I previously started a conversation on CDI Talk entitled “Failed Programs,” hoping there might be someone willing to divulge an account of how and why their program “failed,” perhaps even how they were able to “save” or “reinvent” it.  While the post generated quite a bit of conversation (there were upwards of 36 responses at the time), no volunteers came forward. The online discussion on CDI Talk helped me realize there is not a clear definition for what might be considered a “failed program” in the first place.
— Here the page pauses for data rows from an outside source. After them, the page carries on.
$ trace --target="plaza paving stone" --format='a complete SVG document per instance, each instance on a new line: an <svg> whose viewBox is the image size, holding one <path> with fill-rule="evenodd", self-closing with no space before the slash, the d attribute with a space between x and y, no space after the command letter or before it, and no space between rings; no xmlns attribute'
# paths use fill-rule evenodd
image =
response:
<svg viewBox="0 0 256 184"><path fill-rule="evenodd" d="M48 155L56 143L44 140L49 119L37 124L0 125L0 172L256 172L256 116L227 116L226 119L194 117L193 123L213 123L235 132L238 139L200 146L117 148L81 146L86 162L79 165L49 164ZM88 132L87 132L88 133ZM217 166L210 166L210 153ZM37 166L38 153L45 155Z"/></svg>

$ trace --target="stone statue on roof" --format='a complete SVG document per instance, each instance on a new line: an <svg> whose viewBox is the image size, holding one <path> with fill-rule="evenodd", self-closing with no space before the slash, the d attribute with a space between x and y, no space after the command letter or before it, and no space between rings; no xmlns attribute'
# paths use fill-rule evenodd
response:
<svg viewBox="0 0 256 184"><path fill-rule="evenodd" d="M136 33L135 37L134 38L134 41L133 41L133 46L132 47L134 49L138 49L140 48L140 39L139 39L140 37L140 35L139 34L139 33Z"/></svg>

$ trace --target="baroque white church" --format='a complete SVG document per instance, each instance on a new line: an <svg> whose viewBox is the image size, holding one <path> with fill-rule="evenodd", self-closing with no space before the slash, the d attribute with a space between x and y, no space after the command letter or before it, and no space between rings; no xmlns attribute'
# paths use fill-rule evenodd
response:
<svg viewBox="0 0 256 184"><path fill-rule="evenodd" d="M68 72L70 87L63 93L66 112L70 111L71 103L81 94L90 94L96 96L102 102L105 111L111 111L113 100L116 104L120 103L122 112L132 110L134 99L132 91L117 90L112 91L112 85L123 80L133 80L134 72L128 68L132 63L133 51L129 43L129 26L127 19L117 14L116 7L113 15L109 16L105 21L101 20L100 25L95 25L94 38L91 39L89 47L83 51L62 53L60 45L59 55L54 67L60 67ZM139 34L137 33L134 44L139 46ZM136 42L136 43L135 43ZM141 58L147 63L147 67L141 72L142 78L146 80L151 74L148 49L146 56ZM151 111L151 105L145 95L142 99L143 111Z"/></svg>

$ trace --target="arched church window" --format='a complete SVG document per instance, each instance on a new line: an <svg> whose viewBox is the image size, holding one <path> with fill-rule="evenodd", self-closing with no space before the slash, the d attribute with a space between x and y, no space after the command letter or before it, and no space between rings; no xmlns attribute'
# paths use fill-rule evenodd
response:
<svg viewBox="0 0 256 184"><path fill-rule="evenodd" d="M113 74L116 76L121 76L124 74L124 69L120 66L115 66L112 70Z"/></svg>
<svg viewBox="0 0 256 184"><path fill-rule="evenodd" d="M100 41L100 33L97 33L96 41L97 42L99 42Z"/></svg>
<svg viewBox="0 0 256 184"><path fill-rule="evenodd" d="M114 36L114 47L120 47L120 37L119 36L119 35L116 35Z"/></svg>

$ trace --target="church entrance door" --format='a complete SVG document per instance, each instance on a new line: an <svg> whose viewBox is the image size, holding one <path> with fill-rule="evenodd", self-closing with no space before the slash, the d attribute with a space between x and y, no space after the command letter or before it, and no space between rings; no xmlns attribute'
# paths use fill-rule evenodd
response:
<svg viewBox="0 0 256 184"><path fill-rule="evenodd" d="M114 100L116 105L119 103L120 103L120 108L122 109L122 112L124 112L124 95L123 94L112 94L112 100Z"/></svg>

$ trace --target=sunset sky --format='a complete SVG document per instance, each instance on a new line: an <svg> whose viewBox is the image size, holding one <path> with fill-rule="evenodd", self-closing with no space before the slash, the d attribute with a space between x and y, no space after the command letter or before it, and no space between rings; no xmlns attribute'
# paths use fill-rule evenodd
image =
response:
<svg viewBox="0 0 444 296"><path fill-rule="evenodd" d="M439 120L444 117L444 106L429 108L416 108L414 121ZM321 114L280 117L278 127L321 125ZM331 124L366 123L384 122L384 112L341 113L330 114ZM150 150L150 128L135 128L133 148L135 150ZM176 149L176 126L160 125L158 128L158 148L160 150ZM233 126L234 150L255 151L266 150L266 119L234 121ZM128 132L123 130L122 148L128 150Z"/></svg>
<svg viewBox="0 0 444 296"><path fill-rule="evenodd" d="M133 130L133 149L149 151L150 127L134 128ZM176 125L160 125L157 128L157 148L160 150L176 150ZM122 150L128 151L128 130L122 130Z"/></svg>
I understand this is a very sensitive subject. There might be real reluctance to participate in such a discussion. In my (humble) opinion, however, recognizing program problems can help us seize a genuine “opportunity for improvement.” Understanding how an individual program found potential success amidst the rubble of seemingly insurmountable obstacles may help us all learn something from each others’ schools of hard knocks.
 
So, I request input (100% private and confidential) from anyone who might be willing to share their experiences of a CDI program that has either failed or come close. For now, let’s focus this conversation around the variations of “failed” programs and think about potential underlying causes.
 
Before we can consider failures, maybe we should outline what the industry has come to view as CDI program standards and basic functions. To help provide a framework for my reflections, please review these two quotes from the AHIMA Guidance for Clinical Documentation Improvement Programs (May 2010):
 
“The focus of most CDI programs is on improving the quality of clinical documentation regardless of its impact on revenue. Arguably, the most vital role of a CDI program is facilitating an accurate representation of healthcare services through complete and accurate reporting of diagnoses and procedures.”
And:
“A successful CDI program can have an impact on CMS quality measures, present-on-admission conditions, pay-for-performance, value-based purchasing. The documentation in the medical record becomes data that is used for decision making in healthcare reform, and other national reporting initiatives. Improving the accuracy of clinical documentation can reduce compliance risks, minimize a healthcare facility’s vulnerability during external audits, and provide insight into legal quality of care issues. In a successful program, the CDI professional works to facilitate the overall quality and completeness of clinical documentation to accurately represent the severity, acuity, and risk of mortality profile of the patient being treated.”
 
I also encourage review of the ACDIS White Paper “What Every CDI Program Needs to Succeed is Structure, Staff, Process,” by Lynne Spryszak, RN, CPC-A, CCDS, CDI education director for HCPro, Inc., in Danvers, MA.